Your principal asks you to follow up with a parent about a situation with their child. The parent does not respond favorably and reaches out to the principal to complain. The principal calls you to her office and "reminds" you that the school has protocols for how and when to reach out to parents. You are totally frustrated! You did exactly what she asked you to do and now she is blaming you for what's wrong.
Is your motive to prove to the principal that she was wrong and not you? Will that ultimately help you to support your goal of helping this student and working in collaboration with your boss? This one is hard for me because I *love* to be right. I am going to have to practice this skill of "ultimate goal" to help me get unstuck.
Master My Stories
A particularly difficult parent walks in your office with an angry look on their face. You brace yourself for their latest onslaught. You are so sick of this you think. The way they treat you is completely unfair and you really shouldn't have to put up with this.

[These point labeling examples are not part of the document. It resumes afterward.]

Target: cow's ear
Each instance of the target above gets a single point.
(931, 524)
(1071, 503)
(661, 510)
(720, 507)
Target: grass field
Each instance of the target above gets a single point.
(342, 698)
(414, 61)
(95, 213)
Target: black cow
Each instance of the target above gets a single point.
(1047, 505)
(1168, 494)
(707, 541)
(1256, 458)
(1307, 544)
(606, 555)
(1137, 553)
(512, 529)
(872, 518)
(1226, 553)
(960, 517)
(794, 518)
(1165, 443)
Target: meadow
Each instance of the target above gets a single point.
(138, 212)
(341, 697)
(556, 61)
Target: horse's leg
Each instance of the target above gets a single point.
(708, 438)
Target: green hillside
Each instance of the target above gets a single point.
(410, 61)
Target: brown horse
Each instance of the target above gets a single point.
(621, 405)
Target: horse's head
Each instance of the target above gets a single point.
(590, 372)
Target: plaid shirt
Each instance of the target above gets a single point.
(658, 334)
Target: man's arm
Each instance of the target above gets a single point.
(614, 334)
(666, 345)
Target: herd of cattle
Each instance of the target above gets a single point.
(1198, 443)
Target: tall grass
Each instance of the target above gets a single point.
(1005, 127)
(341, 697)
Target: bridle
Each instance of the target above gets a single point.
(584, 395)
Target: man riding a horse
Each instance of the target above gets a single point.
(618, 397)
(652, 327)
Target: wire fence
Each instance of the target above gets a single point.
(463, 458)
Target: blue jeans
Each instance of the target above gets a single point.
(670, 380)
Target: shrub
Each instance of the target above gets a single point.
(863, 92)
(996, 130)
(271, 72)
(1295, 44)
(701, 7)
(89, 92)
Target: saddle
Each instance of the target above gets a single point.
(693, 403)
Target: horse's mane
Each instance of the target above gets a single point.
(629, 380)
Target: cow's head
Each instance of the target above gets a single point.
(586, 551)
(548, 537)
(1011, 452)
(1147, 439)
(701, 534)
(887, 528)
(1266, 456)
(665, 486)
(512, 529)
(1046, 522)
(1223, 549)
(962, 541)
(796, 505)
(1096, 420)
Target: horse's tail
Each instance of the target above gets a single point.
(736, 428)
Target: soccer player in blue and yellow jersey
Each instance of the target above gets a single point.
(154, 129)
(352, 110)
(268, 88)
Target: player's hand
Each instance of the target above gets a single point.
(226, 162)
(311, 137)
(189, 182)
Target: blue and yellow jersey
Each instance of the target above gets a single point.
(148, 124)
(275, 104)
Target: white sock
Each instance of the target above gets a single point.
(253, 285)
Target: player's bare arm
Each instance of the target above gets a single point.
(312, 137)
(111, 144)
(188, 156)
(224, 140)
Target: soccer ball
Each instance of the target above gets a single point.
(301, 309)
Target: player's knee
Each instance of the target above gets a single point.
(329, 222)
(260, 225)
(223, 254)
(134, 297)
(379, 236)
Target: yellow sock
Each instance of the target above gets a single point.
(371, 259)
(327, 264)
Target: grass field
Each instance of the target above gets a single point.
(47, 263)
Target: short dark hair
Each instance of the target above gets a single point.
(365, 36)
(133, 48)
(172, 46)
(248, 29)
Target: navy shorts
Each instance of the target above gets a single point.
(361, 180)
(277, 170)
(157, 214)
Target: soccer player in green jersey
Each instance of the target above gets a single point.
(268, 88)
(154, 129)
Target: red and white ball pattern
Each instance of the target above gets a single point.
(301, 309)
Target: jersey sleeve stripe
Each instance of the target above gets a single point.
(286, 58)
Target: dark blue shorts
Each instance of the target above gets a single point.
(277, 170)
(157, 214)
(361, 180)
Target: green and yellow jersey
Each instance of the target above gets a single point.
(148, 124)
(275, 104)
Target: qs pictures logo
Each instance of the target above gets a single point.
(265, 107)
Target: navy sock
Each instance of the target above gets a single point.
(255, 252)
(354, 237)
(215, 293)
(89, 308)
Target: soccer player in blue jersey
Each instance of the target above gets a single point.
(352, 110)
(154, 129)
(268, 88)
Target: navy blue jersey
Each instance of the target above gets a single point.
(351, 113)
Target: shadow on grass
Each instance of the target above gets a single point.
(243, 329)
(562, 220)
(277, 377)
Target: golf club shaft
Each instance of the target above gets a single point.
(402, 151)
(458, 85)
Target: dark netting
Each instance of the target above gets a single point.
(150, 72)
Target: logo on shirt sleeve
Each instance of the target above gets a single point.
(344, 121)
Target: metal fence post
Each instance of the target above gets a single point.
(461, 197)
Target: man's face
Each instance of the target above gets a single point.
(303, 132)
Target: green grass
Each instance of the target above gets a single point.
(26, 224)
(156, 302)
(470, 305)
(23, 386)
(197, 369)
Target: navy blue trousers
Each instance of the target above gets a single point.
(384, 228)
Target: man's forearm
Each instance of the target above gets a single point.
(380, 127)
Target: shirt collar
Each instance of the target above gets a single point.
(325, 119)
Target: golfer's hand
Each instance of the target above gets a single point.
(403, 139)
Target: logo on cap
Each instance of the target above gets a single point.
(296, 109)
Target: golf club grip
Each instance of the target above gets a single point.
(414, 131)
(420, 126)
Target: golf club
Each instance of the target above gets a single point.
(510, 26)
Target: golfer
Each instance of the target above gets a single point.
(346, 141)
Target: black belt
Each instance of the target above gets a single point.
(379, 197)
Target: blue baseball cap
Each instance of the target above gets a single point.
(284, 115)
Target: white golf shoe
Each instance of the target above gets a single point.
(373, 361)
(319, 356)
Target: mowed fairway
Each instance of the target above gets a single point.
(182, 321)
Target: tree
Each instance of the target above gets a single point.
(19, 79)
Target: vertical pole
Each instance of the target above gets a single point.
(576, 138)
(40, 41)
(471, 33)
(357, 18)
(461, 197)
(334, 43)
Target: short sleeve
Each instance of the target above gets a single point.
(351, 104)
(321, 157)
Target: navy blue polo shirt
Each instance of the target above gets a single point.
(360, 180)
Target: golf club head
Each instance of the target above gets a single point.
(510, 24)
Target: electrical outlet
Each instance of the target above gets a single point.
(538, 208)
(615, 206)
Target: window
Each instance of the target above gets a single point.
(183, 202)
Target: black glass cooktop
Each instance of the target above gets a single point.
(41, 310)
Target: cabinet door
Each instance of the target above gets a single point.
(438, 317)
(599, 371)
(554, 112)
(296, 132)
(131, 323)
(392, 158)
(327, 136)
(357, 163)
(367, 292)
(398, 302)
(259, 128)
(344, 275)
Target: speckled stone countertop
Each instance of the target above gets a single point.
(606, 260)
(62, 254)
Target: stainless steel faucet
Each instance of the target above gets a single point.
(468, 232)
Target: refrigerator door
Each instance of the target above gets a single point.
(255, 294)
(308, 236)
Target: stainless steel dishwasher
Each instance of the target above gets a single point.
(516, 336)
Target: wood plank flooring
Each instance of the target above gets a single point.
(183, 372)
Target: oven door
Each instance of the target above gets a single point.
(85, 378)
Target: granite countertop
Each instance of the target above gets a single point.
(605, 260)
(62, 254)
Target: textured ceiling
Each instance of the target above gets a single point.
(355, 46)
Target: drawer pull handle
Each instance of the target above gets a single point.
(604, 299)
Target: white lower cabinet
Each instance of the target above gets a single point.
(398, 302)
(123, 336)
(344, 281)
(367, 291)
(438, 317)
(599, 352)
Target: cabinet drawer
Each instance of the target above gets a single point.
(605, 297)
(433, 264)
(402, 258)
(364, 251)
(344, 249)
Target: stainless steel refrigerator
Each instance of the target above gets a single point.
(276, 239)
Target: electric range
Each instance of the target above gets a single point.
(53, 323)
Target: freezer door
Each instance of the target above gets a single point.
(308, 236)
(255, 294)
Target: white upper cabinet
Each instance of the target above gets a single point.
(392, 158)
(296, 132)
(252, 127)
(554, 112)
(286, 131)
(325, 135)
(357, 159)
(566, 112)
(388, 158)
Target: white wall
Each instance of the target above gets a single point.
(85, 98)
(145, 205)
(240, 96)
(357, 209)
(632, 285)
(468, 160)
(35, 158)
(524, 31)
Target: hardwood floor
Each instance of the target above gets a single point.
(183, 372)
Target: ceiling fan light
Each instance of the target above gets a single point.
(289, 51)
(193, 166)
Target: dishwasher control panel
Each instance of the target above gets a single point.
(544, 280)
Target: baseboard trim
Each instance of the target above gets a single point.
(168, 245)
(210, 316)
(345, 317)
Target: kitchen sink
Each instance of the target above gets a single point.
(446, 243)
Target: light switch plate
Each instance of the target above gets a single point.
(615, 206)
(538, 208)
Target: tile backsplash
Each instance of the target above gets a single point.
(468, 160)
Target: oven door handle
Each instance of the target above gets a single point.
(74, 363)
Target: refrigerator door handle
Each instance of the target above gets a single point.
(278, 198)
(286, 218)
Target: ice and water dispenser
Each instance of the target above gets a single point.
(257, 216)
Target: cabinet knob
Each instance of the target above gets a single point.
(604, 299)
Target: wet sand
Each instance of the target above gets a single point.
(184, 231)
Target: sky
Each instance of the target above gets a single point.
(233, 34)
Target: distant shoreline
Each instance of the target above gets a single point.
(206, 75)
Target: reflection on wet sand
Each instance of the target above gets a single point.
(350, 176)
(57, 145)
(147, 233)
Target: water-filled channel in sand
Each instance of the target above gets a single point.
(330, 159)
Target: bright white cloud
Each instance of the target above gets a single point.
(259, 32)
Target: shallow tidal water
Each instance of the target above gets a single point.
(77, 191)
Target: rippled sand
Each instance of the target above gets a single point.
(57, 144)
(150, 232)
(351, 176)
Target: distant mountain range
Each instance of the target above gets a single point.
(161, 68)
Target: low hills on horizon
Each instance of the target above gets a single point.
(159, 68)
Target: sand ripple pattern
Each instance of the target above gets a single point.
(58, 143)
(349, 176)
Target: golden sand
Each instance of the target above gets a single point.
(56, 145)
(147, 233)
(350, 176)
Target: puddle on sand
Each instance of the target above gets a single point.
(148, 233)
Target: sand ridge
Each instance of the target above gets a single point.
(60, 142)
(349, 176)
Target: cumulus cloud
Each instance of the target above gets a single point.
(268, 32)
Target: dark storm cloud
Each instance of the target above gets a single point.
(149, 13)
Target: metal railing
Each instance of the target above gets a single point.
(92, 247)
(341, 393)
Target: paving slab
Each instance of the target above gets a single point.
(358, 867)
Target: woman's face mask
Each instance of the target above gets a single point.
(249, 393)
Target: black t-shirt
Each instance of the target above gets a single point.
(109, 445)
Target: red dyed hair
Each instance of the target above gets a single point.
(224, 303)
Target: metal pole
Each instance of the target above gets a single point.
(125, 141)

What other stories could you tell about this parent? Fierce advocate? If you go into the conversation above with the idea that the parent is difficult and unfair, you will probably be defensive and further "prove" to the parent that there is something to be angry about. It's a vicious cycle y'all, when we see something that isn't working, change our story. I drive a lot for my job and I've pretty much mastered my road rage with this technique. When someone cuts me off, I'll think "they must be really distracted that they didn't see me." It works.